The community's public bus system, Williamsburg Area Transit Authority (WATA), has its central hub at the transportation center. A network of accessible transit bus routes serve the city, James City County, and most portions of York County adjacent to the Williamsburg area, with hourly service seven days a week, and half-hourly service on weekdays during peak travel hours. The routes operated by WATA include a loop around the College of William and Mary campus while classes are in session. The system also provides paratransit services and operates replica trolley buses at the Yorktown Riverfront attraction. WATA connects with the much larger Hampton Roads Transit (HRT) (Routes 108 and 116) bus system at Lee Hall in northwestern Newport News and at the Williamsburg Transportation Center (HRT Route 121). HRT routes connect to many other cities to the east in Hampton Roads and Greyhound Lines bus routes serve a nationwide network.

A local bus company, Oleta Coach Lines, Inc., operates a weekly public bus route from the Williamsburg Transportation Center to several large shopping malls in the Hampton Roads area. The bus route runs from Williamsburg to Hampton, to Newport News then back to Williamsburg. This has been certified as a Public Convenience and Necessity bus route.

==Walking and cycling==
Walking is a major mode of transportation in Williamsburg, with about a fifth of people walking to work between 2006 and 2010. Walk Score, a website which algorithmically determines how friendly communities are to walkers, describes the city as "very walkable".

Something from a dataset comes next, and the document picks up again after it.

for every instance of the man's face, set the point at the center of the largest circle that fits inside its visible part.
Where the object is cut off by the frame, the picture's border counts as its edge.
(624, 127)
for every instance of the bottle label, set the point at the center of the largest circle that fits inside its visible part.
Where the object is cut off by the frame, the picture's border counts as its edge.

With few exceptions, motorized traffic is not allowed on Duke of Gloucester Street, which passes through Colonial Williamsburg and the shopping district of Merchant's Square. There are bus stops and some parking areas located conveniently nearby, however.

The city is also increasingly bicycle-friendly, having built 48 miles of bicycle facilities in the area since 1992. Upon completion, the Virginia Capital Trail will provide a paved off-road path to Richmond for cyclists and pedestrians via the Colonial Parkway.